Boro-boro! pekik Andreas sambil mengerucutkan bibir. Semalam Ibu nggak pulang. Ia baru muncul pukul setengah tujuh pagi, tepat ketika Andreas dan Amzar siap diantar Ayah. Ketika wanita itu muncul dengan sisa-sisa keletihan, betapa murkanya Ayah.

"Besok nggak usah pulang kalau datangnya masih jam segini!" kata Ayah sengit. "Kamu punya otak, nggak? Kamu sudah menikah. Punya anak. Kenapa masih kelayapan?"

"Siapa yang kelayapan? Aku kerja!"

"Kerja itu bagian suami," Ayah memekik lagi. "Bagian kamu adalah mengurus rumah, kasih perhatian buat anak-anak, dan nurut apa kata suami. Sekarang aku tanya, apa semua yang aku sebutin sudah kamu lakukan? Pernahkah kamu masak, atau ngobrol sama anak-anak, atau nurutin apa yang aku mau? Nggak, kan? Lalu apa gunanya kita nikah kalau kamu masih independen?"

Ah, Andreas tak mau melanjutkan bayangan pertengkaran tadi. Bahkan sekarang ia tak mau pulang. Biar saja les sampai gumoh, kalau perlu sampai besok pagi. Yang penting nggak usah lihat mereka berantem.
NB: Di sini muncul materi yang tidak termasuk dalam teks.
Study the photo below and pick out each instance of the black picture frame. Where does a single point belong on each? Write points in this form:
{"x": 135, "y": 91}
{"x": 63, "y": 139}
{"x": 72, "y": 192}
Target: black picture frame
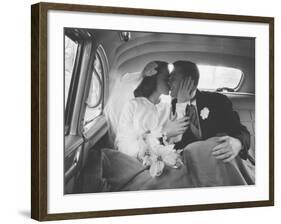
{"x": 39, "y": 106}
Serem!

"Ya sudah, adik kecil. Aku pulang duluan, ya. Dadah!"

Uh, kenapa ia memanggilnya adik kecil? Siapa yang adik kecil? Andreas sudah kelas enam. Lagi pula Andreas tahu kalau anak ini pasti lebih muda. Lihat saja matanya yang polos jenaka, senyumnya yang hangat kebocahan, gerak-gerik lincah nan tangguh, dan muka sok tahu menggemaskan. Andreas yakin kalau ia lebih muda.